BUENOS AIRES — You can make meat in four weeks. In other words, instead of raising cattle in the countryside for more than two years, you can obtain a similar product from a laboratory, much faster and less expensively. Yes, we may need another 10 years for this to be rolled out on a commercial scale. But we can now say that manufactured meat is a reality in (beef-loving) Argentina. The company behind the breakthrough is Craveri laboratories, a veteran pharmaceutical producer now investigating food production, which now has a lab meat division: BIFE (Bio Ingeniería en la Fabricación de Elaborados, or Bioengineering in Processed Foods Manufacturing).
Lab-grown meat is not genetically modified nor plant-based in its ingredients like certain meat alternatives.
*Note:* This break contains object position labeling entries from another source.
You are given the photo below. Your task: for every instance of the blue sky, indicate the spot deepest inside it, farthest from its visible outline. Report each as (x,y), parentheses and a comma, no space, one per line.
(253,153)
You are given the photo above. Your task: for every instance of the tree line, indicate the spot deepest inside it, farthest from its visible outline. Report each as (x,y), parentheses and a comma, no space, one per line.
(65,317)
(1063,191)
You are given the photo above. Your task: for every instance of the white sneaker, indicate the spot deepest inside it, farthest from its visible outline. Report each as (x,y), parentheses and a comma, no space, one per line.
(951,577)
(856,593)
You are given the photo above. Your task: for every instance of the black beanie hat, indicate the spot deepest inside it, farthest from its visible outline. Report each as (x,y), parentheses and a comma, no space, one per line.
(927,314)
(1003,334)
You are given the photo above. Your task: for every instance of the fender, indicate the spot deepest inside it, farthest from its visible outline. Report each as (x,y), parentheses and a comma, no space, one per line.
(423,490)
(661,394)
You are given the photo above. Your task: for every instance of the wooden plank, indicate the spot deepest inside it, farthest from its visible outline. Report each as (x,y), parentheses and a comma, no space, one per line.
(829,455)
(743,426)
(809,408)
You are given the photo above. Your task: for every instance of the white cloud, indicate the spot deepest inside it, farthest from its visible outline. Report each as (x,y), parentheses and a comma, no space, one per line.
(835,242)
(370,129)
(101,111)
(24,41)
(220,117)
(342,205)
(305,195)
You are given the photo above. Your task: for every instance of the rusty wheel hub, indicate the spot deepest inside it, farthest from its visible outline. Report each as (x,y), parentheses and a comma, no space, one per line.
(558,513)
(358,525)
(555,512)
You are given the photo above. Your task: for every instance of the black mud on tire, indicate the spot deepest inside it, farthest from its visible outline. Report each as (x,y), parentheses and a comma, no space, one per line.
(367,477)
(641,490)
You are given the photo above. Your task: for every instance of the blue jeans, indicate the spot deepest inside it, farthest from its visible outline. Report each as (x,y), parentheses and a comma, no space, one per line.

Quite simply, just as a cow augments its kilograms of meat as it grows, lab meat cells are reproduced with similar characteristics, but outside an animal body.
The process begins with a bit of muscle tissue obtained from a live animal, in a swift and harmless procedure under anesthesia. The sample is taken in a culturing vat from a field in Atalaya, 100 kilometers from Buenos Aires, to a lab in the capital’s district of Caballito. There the muscle stem cells are isolated as they naturally function to recreate tissue when muscles are harmed, which is the capacity used in meat cultivation.
Cultured meat will have ideal textures, tastes and nutritional value.
In vitro, with nutrients and growth factors, the cells proliferate as they would in an animal, and multiply a few million times to form fusioned structures 0.3 millimeter in length, called microtubules. These are placed on a scaffold favoring cells’ natural tendency to contract, and enabling the creation of small muscular tissue rings. The 5-millimeter original sample can thus yield 800 million muscle tissue rings, enough to make 80,000 hamburgers. When the multiplied fragments combine, the result is the same as at the start of the process: meat.
Nobody had tried this in our country, where lab meat production and consumption are not yet regulated. Only 50 people in all are thought to have ingested lab meat, though scientists are confident both these will follow the early steps.
The head of Craveri’s bioengineering division, Laura Correa, foresees “ideal textures and even tastes. Even the nutritional value will be the same, with the possibility for example of regulating fat content and adding vitamins and minerals. We are anticipating working with chefs who can develop outlets for commercial gastronomy.”
People consider meat a natural product.
The main argument for “cell farming” is as a response to a growing world population and its food needs, and its potential for sustainable production based on cell cultivation, without killing animals. Meat cultivation took off in 2013 when the Dutchman Mark Post, a professor at Maastricht University, presented the first lab hamburger, which then cost U.S. $280,000. Two years later he created Mosa Meat, which is working to bring the price down to $10 within two or three years.
The head of the Craveri Laboratory, Juan Craveri, cites lab meat’s advantage as being reduced environmental costs (96% less water, 99% less land, 45% less energy), but admits limitations including a shortage of bioreactors where the cells grow, absence of regulations for now and “cultural aspects… as a vast majority of people consider meat a natural product.”
Craveri finance their meat research with profits from their pharmaceutical activities, which include anti-diabetes drugs, and contraceptives. It has been working in bioengineering for two decades, using cell multiplication technologies and testing with rabbit and pig tissues. Its BIFE division, formed in 2016, now employs eight of its total 320 staff. Its labs are the only ones currently registered for cell manipulation with INCUCAI, the government’s transplantation watchdog.